The practice of giving at Christmastime has its roots in a different holiday altogether. St. Nicholas Day, formerly held on December 6th, was a celebration with its roots in the 13th century. St. Nicholas was a bishop born around 280 AD that lived in modern-day Turkey. Known for his generosity and love for kids, he became the patron saint of children after his death. According to National Geographic, he was famous at that time for giving gold to daughters of poor fathers who couldn’t afford dowries. After the Protestant Reformation took place in the 1500s and saints fell out of the mainstream, the pageantry of Saint Nicholas Day was slowly but surely transferred to Christmas. 
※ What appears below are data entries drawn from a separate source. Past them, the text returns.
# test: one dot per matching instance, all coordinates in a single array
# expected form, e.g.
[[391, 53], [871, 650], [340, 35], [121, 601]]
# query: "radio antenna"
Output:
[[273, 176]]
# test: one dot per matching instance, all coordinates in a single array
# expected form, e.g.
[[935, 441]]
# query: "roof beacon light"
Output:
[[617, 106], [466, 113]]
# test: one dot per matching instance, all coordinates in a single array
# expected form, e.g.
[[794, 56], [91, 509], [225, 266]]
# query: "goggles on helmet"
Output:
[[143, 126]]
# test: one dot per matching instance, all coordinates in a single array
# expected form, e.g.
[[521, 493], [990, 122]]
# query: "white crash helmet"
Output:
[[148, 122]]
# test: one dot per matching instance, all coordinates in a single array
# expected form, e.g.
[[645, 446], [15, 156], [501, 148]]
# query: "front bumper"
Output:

Thanks to this one man’s kindness, people from all over the world still engage in the practice of gift-giving around the holidays. If you’re looking to cultivate new customs into your gift-giving circuit, we’ve got a few suggestions.
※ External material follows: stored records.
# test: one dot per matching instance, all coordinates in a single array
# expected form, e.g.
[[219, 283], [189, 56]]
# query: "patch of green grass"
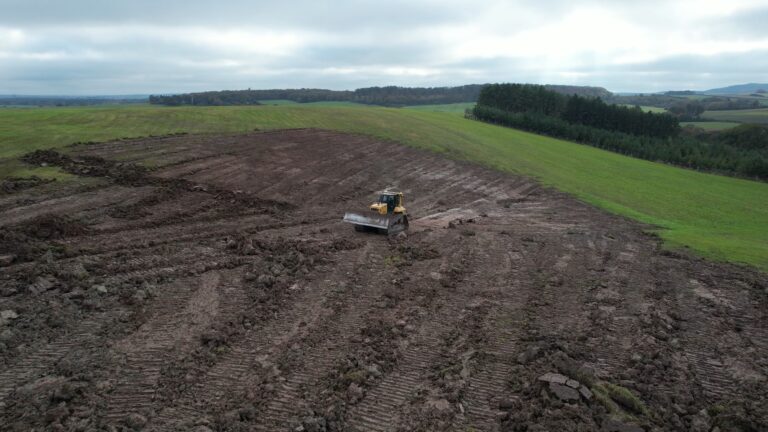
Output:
[[759, 115], [457, 108], [647, 108], [710, 126], [719, 217]]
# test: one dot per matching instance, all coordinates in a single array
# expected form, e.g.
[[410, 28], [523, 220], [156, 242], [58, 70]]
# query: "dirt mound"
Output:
[[53, 227], [15, 184]]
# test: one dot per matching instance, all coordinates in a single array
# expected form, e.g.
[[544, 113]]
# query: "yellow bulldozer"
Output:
[[386, 216]]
  • Wise Man Gifts: If your goal minimalism and meaning, this is the way to go. The practice sticks to a trio of presents in an effort to remember the 3 wise men who delivered presents to baby Jesus. Though this is a way to intentionally tie gift-giving back to the true meaning of Christmas, there’s no need to worry—  you don’t have to go giving all your loved ones frankincense and myrrh! 
  • 12 Days of Christmas: Contrary to the previous suggestion, this idea is for people who love quantity. Starting on December 13th, give a little gift to your significant other, child, friend, or whomever every day. Think small— fuzzy socks, chocolate, an ornament, and a sweet note are all ideas. You can mix in a few gag gifts as well to keep things interesting!
  • Socially-Distanced Gift Exchange: This is secret Santa with an added layer of mystery. Assemble a group of people and set a date and time that works for everyone to exchange. Then, using a free online secret Santa generator called Elfster (https://www.elfster.com/secret-santa-generator/), input all of the participants’ names so that everyone can be assigned a person to shop for. Each participant will be assigned a person to shop for (make sure you have everyone’s email address!) Ship or drop off the gift to your assigned person. Lastly, unwrap the presents and unveil the secrets during a virtual Zoom get together! 

Tradition 5: Baking 

Whether it’s sprinkled sugar, fresh gingerbread, chocolate chunk, or cinnamon snickerdoodle, Christmas cookies are a tradition that makes the holiday worth the wait— and the weight. Food triggers deep memories, largely because it involves almost all of the senses. It’s no surprise that the recipe cards of grandmothers everywhere make a great resurgence during the holidays. 

Christmas cookies (and really, cookies in general) started appearing in the Middle Ages when spices like nutmeg, cinnamon, and black pepper were starting to become widely used, according to history.com. Exotic dried fruits and ingredients like sugar and butter were rare delicacies, so they were reserved for important occasions such as the annual winter solstice or Christmas feasts. Though cookies have evolved quite a bit since then (hello, refrigerator cookie dough), many of our favorite ‘modern’ Christmas cookies have the same prominent spices. 

Whether you make a homemade gingerbread house, leave a plate of cookies and milk out for Santa Claus, or simply indulge in a roll of raw Pillsbury dough, the team at Parker Lifestyle wishes you and yours the sweetest of memories this holiday season.